On 07/27/2011 11:36 AM, Tom H wrote:
On Wed, Jul 27, 2011 at 12:30 AM, Yasha Karant<[email protected]>  wrote:

For reasons that are irrelevant to this discussion, we have ended up with a
number of new workstations with WD Advanced Format "green" 1.5 TByte drives.
  We have been experiencing a number of difficulties that had to do with
partition boundaries, etc.  After a bit of digging, I found:

http://community.wdc.com/t5/Desktop/Problem-with-WD-Advanced-Format-drive-in-LINUX-WD15EARS/td-p/6395

Is anyone using a WD Advanced Format drive with SL 6?  We are not and
probably will/can not use LVM, but rather standard ext 2, 3, or 4
partitions, included the extended partition model.

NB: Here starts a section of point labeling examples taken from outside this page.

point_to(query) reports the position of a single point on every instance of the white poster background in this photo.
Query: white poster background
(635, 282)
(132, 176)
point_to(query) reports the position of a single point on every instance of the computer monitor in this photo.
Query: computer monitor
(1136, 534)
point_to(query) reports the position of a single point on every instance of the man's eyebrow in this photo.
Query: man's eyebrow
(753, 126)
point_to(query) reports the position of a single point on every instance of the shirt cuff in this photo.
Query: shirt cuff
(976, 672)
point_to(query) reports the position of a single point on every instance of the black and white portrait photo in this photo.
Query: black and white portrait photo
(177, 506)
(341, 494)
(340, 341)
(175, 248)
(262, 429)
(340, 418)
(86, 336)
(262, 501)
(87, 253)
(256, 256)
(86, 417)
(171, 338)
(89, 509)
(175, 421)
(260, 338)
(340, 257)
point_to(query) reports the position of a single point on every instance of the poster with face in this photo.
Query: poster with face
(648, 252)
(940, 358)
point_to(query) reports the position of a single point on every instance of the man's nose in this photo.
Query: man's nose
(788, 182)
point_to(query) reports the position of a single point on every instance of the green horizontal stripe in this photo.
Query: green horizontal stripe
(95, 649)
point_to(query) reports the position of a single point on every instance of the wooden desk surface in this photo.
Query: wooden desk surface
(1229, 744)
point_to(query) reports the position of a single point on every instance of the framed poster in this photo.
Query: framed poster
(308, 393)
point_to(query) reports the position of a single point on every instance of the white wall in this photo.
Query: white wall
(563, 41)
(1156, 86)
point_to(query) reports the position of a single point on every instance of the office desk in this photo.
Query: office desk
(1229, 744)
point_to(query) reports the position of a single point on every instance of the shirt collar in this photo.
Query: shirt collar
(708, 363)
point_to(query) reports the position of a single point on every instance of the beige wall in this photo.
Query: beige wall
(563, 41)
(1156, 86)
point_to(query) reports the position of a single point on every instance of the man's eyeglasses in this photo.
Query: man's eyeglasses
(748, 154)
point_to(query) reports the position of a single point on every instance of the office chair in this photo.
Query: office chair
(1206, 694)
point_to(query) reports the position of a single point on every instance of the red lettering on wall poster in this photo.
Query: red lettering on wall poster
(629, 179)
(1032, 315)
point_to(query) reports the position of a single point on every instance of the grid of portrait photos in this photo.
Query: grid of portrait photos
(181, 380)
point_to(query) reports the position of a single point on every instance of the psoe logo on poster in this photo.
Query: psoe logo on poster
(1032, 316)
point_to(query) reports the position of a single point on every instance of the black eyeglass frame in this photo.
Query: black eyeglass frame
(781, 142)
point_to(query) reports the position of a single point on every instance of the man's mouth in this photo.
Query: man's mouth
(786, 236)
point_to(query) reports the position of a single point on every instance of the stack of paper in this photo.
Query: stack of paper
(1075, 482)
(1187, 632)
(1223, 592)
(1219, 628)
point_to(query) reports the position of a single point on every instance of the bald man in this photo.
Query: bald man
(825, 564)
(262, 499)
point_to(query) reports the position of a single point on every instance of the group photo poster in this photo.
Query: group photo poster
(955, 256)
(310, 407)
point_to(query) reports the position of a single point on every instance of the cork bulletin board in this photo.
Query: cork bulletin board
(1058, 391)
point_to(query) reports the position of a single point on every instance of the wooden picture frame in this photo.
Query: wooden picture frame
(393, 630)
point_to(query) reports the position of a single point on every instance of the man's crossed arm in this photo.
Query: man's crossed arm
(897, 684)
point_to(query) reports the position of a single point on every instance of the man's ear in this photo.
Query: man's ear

If you are using this type of drive, information on the specifics of the
formatting command(s) and syntax to use these WD drives would be
appreciated.  Any link to a detailed document or URL would be appreciated.

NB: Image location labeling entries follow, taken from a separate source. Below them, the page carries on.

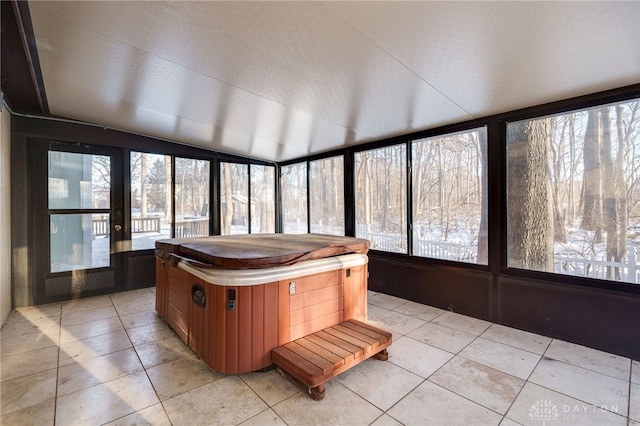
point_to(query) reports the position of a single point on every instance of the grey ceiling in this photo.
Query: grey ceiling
(282, 80)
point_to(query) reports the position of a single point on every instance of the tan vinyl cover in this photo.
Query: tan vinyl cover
(257, 250)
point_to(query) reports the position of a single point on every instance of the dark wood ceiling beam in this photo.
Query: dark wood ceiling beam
(22, 83)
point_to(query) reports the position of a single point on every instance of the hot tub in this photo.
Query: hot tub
(233, 299)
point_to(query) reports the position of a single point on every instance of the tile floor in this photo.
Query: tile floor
(111, 360)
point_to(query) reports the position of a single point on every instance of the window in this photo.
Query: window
(150, 199)
(450, 197)
(381, 197)
(573, 193)
(263, 199)
(326, 196)
(234, 198)
(293, 182)
(79, 199)
(191, 198)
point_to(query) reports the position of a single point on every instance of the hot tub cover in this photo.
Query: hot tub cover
(256, 250)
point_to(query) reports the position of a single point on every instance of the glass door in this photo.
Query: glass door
(84, 217)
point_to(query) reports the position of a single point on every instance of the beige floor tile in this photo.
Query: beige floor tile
(27, 363)
(501, 357)
(395, 322)
(226, 401)
(592, 359)
(635, 371)
(38, 414)
(91, 372)
(536, 405)
(137, 305)
(439, 336)
(92, 347)
(418, 310)
(86, 303)
(13, 345)
(586, 385)
(419, 358)
(129, 296)
(106, 402)
(70, 333)
(386, 420)
(488, 387)
(28, 391)
(150, 333)
(462, 323)
(49, 326)
(270, 386)
(384, 300)
(634, 402)
(508, 422)
(150, 416)
(86, 315)
(139, 319)
(266, 418)
(35, 313)
(517, 338)
(163, 351)
(339, 407)
(180, 376)
(379, 382)
(431, 404)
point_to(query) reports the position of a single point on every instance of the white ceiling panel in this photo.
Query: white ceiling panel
(282, 80)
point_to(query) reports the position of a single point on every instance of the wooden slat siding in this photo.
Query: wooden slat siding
(309, 360)
(198, 331)
(315, 310)
(356, 334)
(162, 272)
(270, 318)
(356, 350)
(220, 327)
(325, 366)
(344, 354)
(232, 337)
(347, 293)
(244, 314)
(295, 364)
(256, 335)
(178, 300)
(314, 325)
(356, 341)
(355, 293)
(333, 358)
(306, 298)
(283, 323)
(367, 329)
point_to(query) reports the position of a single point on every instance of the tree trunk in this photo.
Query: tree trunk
(483, 232)
(530, 213)
(143, 185)
(592, 183)
(228, 199)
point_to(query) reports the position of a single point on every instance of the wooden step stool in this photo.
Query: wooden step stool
(312, 360)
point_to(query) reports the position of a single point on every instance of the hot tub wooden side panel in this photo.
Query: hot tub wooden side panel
(355, 292)
(239, 337)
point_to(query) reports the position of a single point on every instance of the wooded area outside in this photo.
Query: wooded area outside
(293, 196)
(239, 210)
(573, 188)
(152, 202)
(326, 196)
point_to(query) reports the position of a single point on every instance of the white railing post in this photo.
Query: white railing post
(632, 265)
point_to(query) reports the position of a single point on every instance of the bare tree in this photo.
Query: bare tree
(530, 214)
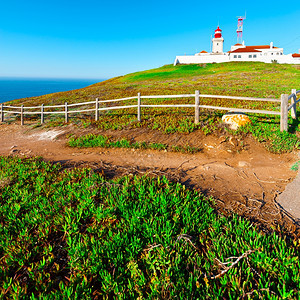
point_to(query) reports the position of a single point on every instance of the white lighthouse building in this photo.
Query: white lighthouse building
(218, 42)
(239, 52)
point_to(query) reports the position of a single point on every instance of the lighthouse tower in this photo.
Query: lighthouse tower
(218, 42)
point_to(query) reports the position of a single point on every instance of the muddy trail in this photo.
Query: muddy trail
(243, 177)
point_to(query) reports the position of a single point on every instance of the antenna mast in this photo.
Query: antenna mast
(239, 30)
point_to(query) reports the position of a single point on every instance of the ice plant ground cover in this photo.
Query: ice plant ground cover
(73, 234)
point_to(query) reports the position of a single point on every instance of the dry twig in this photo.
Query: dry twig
(225, 268)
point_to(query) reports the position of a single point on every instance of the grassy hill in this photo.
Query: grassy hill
(235, 78)
(73, 234)
(242, 79)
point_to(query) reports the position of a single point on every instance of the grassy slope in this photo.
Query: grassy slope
(244, 79)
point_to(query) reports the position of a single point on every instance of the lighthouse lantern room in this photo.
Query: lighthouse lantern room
(218, 42)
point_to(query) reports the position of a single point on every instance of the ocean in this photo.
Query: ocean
(16, 88)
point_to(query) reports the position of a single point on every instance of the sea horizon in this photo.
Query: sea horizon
(12, 88)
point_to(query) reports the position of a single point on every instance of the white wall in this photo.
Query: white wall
(196, 59)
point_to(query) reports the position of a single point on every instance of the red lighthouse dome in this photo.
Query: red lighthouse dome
(218, 33)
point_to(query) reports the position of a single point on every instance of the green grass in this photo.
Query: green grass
(92, 140)
(237, 79)
(75, 235)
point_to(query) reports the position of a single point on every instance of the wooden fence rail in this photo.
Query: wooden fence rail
(66, 108)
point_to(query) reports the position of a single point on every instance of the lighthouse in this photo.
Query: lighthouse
(218, 42)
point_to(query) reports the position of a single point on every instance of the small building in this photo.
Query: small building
(239, 52)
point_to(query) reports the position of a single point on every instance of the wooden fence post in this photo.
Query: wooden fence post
(197, 112)
(2, 114)
(293, 101)
(42, 114)
(139, 107)
(284, 112)
(66, 112)
(97, 110)
(22, 115)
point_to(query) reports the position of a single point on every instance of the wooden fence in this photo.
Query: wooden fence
(67, 109)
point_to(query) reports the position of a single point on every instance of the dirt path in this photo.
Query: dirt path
(247, 182)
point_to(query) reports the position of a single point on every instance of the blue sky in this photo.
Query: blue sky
(102, 39)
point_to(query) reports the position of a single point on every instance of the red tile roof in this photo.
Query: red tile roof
(246, 49)
(252, 48)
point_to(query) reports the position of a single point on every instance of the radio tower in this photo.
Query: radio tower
(239, 31)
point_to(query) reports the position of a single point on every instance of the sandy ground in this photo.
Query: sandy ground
(245, 180)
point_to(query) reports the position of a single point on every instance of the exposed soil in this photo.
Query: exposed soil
(243, 177)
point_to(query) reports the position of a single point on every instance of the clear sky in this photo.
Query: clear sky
(102, 39)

For SSDs but relevant for "regular" disk partition alignment too:

http://www.linuxfoundation.org/news-media/blogs/browse/2009/02/aligning-filesystems-ssd%E2%80%99s-erase-block-size

The most relevant part of the article referenced in the above URL is:

However, with SSD’s (remember SSD’s? This is a blog post about SSD’s…) you need to align partitions on at least 128k boundaries for maximum efficiency. The best way to do this that I’ve found is to use 224 (32*7) heads and 56 (8*7) sectors/track. This results in 12544 (or 256*49) sectors/cylinder, so that each cylinder is 49*128k. You can do this by doing starting fdisk with the following options when first partitioning the SSD:

# fdisk -H 224 -S 56 /dev/sdb

end quote.

Assuming that WD is true to the semi-technical specifications it provides, 4096 byte physical sectors, what should one use for the number of heads (switch H above) and the number of sectors/track (switch S above)?

Note that it appears that in terms of the IDEMA Long Data Sector Committee Advanced Format standard, the 512e (512 byte block emulation) firmware on this Western Digital drive is defective or the issue would not arise.